Mittelbayerische Zeitung: Leitartikel zu Afrika/Dürre
Geschrieben am 31-07-2011 |
Regensburg (ots) - Eine Hungerkatastrophe unterscheidet sich von
anderen Krisen, wie etwa denen in Haiti oder Japan, in ihrer
Geschwindigkeit. Der Tod nähert sich langsam, Monate im Voraus
sichtbar. Und er kommt immer wieder. Im Abstand von etwa drei Jahren
wird Ostafrika derzeit von Dürren erschüttert und damit weit häufiger
als noch vor zwei Jahrzehnten. Das Ereignis ist also nicht neu, wohl
aber das Ausmaß: Die Zahl von 780 000 lebensgefährlich
unterer-nährten Kindern allein in Somalia ist so grausam, dass sie
der Kopf nur als abstrakte Größe verarbeiten kann. Zehntausende
sterben, und selbst die Bilder, die inzwischen endlich ihren Weg in
die Medien gefunden haben, können nur eine ungefähre Vorstellung von
der Realität vor Ort geben. Es gehört zur schrecklichen Natur dieser
Katastrophe, dass sie mit den Mitteln des 21. Jahrhunderts zu
verhindern gewesen wäre. Dabei schieben viele die Verantwortung
möglichst weit vom eigenen Einflussbereich fort. Natürlich ist der
seit über 20 Jahren anhaltende Krieg in Somalia der Hauptgrund für
das Ausmaß, der verweigerte Einlass von UN-Mitarbeitern und
Hilfsorganisationen durch die Terrororganisation al-Schabab ein
Verbrechen, das nur als Völkermord bezeichnet werden kann. Und ja,
auch von afrikanischen Regierungen veruntreute Entwicklungsgelder,
das sprunghafte Bevölkerungswachstum und der Klimawandel spielen eine
wichtige Rolle. Doch es handelt sich nun einmal um eine Vielzahl von
Ursachen, sodass all dies nicht von jenen Gründen ablenken darf, an
denen die Industrie- und Schwellenländer die größte Verantwortung
haben. Animiert von staatlichen Zuschüssen hat die Produktion von
Biokraftstoffen erheblich zur gesteigerten Nachfrage nach Getreide
beigetragen.

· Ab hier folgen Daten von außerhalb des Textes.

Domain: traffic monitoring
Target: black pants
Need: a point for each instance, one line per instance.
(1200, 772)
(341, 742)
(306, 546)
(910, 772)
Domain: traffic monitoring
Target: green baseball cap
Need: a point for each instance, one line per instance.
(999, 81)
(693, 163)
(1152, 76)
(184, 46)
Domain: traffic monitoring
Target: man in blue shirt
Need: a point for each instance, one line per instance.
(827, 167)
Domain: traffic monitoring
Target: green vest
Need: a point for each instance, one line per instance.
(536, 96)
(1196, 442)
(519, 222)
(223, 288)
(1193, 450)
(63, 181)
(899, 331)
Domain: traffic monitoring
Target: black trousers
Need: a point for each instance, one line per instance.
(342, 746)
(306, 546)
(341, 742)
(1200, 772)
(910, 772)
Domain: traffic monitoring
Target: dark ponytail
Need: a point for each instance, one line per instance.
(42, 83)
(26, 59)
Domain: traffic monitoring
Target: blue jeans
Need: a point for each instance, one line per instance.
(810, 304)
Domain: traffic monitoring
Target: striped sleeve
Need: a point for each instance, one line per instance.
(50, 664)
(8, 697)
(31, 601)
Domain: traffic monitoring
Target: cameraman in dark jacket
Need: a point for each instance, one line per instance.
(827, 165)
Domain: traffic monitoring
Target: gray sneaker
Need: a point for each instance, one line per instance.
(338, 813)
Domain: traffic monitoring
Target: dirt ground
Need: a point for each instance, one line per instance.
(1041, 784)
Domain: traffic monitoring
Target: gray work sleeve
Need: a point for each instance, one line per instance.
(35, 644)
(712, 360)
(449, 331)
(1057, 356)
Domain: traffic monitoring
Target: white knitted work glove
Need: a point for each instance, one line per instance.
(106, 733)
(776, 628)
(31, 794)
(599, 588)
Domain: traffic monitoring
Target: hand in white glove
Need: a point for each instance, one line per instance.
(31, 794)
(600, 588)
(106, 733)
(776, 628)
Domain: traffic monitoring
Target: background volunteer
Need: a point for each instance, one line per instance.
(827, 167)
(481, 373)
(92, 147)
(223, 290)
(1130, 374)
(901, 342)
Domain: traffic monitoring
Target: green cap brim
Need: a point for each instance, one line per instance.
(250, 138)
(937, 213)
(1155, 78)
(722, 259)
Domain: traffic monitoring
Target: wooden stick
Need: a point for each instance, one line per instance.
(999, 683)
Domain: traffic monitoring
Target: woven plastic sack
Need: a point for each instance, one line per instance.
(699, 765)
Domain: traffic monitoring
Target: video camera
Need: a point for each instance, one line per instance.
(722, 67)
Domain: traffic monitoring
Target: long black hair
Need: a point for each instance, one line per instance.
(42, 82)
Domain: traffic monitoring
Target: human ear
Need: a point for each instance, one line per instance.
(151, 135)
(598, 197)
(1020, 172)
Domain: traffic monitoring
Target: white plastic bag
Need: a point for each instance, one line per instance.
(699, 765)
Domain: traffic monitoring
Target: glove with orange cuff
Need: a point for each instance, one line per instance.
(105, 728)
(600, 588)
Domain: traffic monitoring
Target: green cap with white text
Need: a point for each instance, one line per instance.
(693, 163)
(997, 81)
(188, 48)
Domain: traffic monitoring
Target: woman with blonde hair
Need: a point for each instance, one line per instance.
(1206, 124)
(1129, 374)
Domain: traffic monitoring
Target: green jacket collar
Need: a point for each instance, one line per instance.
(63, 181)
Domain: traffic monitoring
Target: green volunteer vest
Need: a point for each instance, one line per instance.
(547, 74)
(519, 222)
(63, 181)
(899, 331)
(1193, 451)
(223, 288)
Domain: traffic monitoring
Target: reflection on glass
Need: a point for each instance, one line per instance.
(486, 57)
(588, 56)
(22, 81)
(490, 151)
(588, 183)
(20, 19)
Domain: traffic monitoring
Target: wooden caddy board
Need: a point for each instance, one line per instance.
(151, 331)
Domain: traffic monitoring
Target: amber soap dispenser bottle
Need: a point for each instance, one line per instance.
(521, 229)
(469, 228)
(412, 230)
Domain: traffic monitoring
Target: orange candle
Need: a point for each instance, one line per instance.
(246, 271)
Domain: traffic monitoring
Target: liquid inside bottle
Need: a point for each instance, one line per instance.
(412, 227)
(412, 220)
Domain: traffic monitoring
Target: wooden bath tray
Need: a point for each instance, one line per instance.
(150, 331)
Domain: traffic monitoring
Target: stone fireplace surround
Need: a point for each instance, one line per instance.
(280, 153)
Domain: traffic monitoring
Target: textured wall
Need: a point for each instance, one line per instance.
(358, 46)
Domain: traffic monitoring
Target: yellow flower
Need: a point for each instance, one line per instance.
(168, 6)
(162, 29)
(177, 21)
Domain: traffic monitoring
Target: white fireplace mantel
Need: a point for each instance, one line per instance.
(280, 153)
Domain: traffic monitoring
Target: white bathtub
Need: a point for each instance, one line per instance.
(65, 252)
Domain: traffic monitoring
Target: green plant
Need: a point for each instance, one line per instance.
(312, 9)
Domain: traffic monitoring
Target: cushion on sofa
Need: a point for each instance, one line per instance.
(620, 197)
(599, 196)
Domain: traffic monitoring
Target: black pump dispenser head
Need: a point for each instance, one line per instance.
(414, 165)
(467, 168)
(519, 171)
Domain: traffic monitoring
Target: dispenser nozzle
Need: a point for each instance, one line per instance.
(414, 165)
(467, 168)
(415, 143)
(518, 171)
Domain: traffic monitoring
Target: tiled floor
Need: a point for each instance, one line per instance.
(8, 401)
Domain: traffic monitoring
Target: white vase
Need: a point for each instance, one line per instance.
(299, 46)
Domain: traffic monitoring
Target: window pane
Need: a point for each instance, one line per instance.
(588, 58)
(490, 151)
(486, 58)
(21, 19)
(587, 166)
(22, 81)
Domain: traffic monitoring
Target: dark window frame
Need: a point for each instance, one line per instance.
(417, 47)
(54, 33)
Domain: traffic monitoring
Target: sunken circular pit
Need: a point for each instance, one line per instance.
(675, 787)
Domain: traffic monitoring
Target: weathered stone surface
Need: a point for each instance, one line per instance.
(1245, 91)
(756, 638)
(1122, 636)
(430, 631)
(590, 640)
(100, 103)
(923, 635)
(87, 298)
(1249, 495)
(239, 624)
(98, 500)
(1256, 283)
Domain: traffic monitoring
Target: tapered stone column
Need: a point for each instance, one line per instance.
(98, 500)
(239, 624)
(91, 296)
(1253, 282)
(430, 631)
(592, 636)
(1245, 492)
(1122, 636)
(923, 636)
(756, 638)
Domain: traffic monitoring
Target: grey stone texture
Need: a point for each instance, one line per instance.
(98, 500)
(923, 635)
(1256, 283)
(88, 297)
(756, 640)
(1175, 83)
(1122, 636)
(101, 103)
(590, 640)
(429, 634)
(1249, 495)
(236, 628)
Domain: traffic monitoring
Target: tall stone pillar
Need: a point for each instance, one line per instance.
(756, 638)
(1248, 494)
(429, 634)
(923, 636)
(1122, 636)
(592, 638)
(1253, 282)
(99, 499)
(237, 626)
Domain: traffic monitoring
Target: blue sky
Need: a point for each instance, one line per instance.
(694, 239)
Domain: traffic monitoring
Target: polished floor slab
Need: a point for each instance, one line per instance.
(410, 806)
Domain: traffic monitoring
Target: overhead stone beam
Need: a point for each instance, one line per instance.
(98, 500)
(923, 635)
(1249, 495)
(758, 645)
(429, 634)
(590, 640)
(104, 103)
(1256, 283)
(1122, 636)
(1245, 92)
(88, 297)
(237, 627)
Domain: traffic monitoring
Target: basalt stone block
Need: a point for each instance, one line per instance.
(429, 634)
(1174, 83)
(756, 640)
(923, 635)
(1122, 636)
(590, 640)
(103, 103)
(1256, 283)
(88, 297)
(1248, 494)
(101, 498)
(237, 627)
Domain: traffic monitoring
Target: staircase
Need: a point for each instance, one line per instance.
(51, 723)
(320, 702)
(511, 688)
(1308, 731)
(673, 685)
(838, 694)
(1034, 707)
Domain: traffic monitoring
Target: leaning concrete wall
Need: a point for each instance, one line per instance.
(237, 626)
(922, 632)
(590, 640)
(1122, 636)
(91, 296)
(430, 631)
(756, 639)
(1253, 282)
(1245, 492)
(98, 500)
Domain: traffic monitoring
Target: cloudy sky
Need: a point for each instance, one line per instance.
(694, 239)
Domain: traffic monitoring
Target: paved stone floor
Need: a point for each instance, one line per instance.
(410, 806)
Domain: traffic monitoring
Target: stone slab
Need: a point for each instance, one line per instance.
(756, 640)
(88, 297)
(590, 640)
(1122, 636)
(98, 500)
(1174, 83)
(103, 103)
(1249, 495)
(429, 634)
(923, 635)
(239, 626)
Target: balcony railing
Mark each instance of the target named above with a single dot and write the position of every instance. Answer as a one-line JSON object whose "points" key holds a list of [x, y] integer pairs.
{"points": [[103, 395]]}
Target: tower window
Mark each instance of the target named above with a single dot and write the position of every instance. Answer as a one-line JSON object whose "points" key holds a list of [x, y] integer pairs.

Die Preise stiegen vor allem deshalb allein im
vergangenen Jahr zwischen 40 und 130 Prozent (je nach Region). Sogar
auf den Philippinen, wo die Menschen gegen steigende
Lebensmittelpreise protestieren, hat die Regierung gerade eine
Gesetzgebung zur Subventionierung des umstrittenen Treibstoffs
verabschiedet. Selbst die Vereinten Nationen, einst großer
Befürworter von Biokraftstoffen, warnen inzwischen vor den
Konsequenzen für die Agrarwirtschaft. Wohl zu spät: Die Weltbank
schätzt, dass 33 Länder am Rande von sozialen Unruhen wegen "des
akuten Anstiegs von Energie- und Lebensmittelpreisen" stehen. Die
Prognose könnte sich erfüllen, denn in den kommenden zwei Jahren
werden die Lebensmittelpreise nicht sinken, fürchten
Wirtschaftswissenschaftler. Eilig werden neue Gesetze zum
Exportverbot von Getreide verabschiedet, um eine Klimapolitik zu
korrigieren, die den Überblick über ihre Auswirkungen verloren hat.
Vor deren Folgen in der Dritten Welt wurde auch im Vorfeld gewarnt,
doch die Zweifler blieben unerhört. Zudem haben Länder wie China,
Saudi-Arabien und Indien in Äthiopien und Kenia, den beiden neben
Somalia am meisten betroffenen Ländern, im großen Stil Farmland
geleast - wo sie überwiegend für den eigenen Bedarf anbauen. Der
Druck muss steigen, damit derartige Entwicklungen nicht humanitäre
Katastrophen bedingen können. Entscheidend werden die Monate, nach
denen die Kameras aus den Flüchtlingslagern von Dadaab abgezogen
sind, und mit ihnen der mediale Druck auf die Industrienationen für
zusätzliche Zahlungen schwindet. Gerade dann müssen international die
notwendigen Reformen folgen. Und vor Ort muss der Agrarsektor der
betroffenen Länder im großen Stil modernisiert werden, um Kleinbauern
auf Trockenperioden vorzubereiten. Dafür bedarf es einer weltweiten
Kultur der Aufmerksamkeit jedes einzelnen für Ostafrika. Den Willen
hinzuschauen, auch wenn es wehtut. Sonst ist die nächste, vielleicht
noch größere Hungersnot, bereits in Sicht. Man muss nur hinschauen.